Grammar rules have their place, of course, insofar as they offer a framework for precision and comprehension. But rules can be learned to be broken, leading to the formation of identities, cultural protests and unique means of expression.

Not persuaded? Then consider these examples of syntactic rule-bending and linguistic intermarriage that have taken English into intriguing and delightful new directions.

Irish English 

Otherwise known as Hiberno-English, this refers to dialects spoken across the island of Ireland. Frank McCourt immortalised West and South-West Irish English in his memoir Angela’s Ashes, with its liberal use of the definite article (“Do you like the Shakespeare, Frankie?”), and the unbidden musicality that comes with inverted word order (“Is it a millionaire you think I am?”). 

Some of my friends from Northern Ireland will plump for the past simple form of a verb where a past participle is usually required, saying things like: “They’d never have did it had they knew.” Rule breaking at its most ballsy: and it’s music to my ears.

Singlish 

Short for Colloquial Singaporean English, a creole language for which English is the lexifier (meaning it provides the basis for most of its vocabulary) plus words from Malay, Tamil and varieties of Chinese. The Singaporean government rallies against it at every turn with Speak Good English campaigns, to the detriment of some extremely interesting grammatical structures.
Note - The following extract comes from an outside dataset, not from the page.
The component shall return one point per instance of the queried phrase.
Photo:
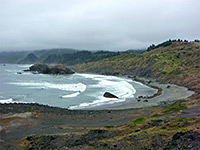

Take Singlish’s being topic-prominent, for example: like in Mandarin, this means that Singlish sentences will sometimes start with a topic (or a known reference of the conversation), followed by a comment (or some new information). For example, “I go restaurant wait for you.” Grammatically, it’s worlds apart from “I’ll be waiting for you at the restaurant,” but it’s evolved in a region where that kind of sentence structure is the order of the day.

Belizean creole (Belize Kriol)

Another English-based creole language, similar to Jamaican patois, which offers some compelling takes on tense. The present tense verb does not indicate number or person, while the past is indicated by putting the tense marker mi in front of the verb (“ai mi ron” - I ran), but this is optional and considered superfluous if a time marker like “yestudeh” (yesterday) is used.

Basic English 

Basic English was invented by CK Ogden in 1930. Designed to allow language learners to acquire English quickly and communicate at a very basic level, Ogden managed to reduce the language to 850 words, including only eighteen verbs!

Seaspeak

A controlled natural language (CNL) based on English that provides a lingua franca for sea captains to communicate. First conceived in 1985, the premise is simple, grammar-free phrases that facilitate comprehension in often fraught and dangerous situations. It has now been codified as Standard Marine Communication Phrases.

Ultimately, English grammar has always been in flux: both in its native land and abroad. When it comes to ‘offshoots’ of the language, whatever label we apply – be it dialect, patois, creole or CNL – each exists as a yardstick for linguistic evolution, and ought to be celebrated as such.